U.S. exports to China have increased substantially in recent months, especially for corn and soybeans. In turn, the rise in exports has been key to the improvement in crop prices. Despite that, producers have become less optimistic that the trade dispute with China will be resolved in a way that’s beneficial to U.S. agriculture. For example, in the first quarter of 2020 an average of 76% of respondents thought the trade dispute’s ultimate resolution would favor U.S. agriculture. In the spring quarter, that average declined to 62% and in December it fell further, to just 47%.
Producers also became somewhat less optimistic about U.S. agriculture’s trade prospects as year-end approached. In the three-month period from August through October, an average of 63% of farmers in our survey said they expected U.S. ag exports to increase over the next 5 years. However, ag trade expectations were less optimistic in November and December with an average of just 52% of respondents expecting to see growth in U.S. ag exports over the upcoming 5 years.

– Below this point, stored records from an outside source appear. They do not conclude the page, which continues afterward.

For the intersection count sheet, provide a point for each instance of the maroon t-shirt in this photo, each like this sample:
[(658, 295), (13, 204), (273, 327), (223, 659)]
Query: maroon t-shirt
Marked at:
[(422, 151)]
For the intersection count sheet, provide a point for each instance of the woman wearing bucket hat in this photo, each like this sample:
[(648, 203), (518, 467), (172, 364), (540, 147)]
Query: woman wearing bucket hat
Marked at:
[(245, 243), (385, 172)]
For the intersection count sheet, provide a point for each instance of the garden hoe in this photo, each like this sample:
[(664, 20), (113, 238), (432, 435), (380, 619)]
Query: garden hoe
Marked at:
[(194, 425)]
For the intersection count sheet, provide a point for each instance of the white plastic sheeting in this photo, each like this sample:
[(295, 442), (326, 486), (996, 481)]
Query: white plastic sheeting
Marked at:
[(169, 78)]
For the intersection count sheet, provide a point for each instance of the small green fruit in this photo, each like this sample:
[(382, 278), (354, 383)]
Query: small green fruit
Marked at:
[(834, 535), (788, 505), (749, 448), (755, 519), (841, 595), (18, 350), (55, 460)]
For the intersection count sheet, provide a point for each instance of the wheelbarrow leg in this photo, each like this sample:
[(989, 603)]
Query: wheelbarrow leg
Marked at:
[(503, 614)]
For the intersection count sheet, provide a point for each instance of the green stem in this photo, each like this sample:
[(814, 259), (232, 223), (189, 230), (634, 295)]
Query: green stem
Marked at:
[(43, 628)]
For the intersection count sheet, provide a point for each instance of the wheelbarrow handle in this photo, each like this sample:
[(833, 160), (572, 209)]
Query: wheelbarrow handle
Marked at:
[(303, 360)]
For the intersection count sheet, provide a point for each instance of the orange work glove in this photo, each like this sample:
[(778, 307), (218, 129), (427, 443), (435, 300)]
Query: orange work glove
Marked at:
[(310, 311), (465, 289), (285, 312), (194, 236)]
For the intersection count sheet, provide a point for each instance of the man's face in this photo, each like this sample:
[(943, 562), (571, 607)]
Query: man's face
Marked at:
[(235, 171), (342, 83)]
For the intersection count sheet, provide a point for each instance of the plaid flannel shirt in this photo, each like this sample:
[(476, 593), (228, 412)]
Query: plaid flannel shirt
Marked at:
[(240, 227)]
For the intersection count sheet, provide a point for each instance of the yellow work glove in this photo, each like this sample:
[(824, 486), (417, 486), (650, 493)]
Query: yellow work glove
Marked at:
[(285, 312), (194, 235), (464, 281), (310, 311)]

On the December survey, farmers continued to express concerns following the November election about several key policy issues affecting agriculture. Over 80% of farmers in the December survey said they expect environmental regulations to become more restrictive, compared to 41% who felt that way in October. Over 70% of producers expect to see higher income and estate taxes compared to 35-40%, respectively, who felt that way in October. One-third of farmers said they expect the farm income safety net to weaken compared to 18% who felt that way in October and just over one-fourth of producers said they expect government support for the ethanol industry to weaken compared to 17% who felt that way in October.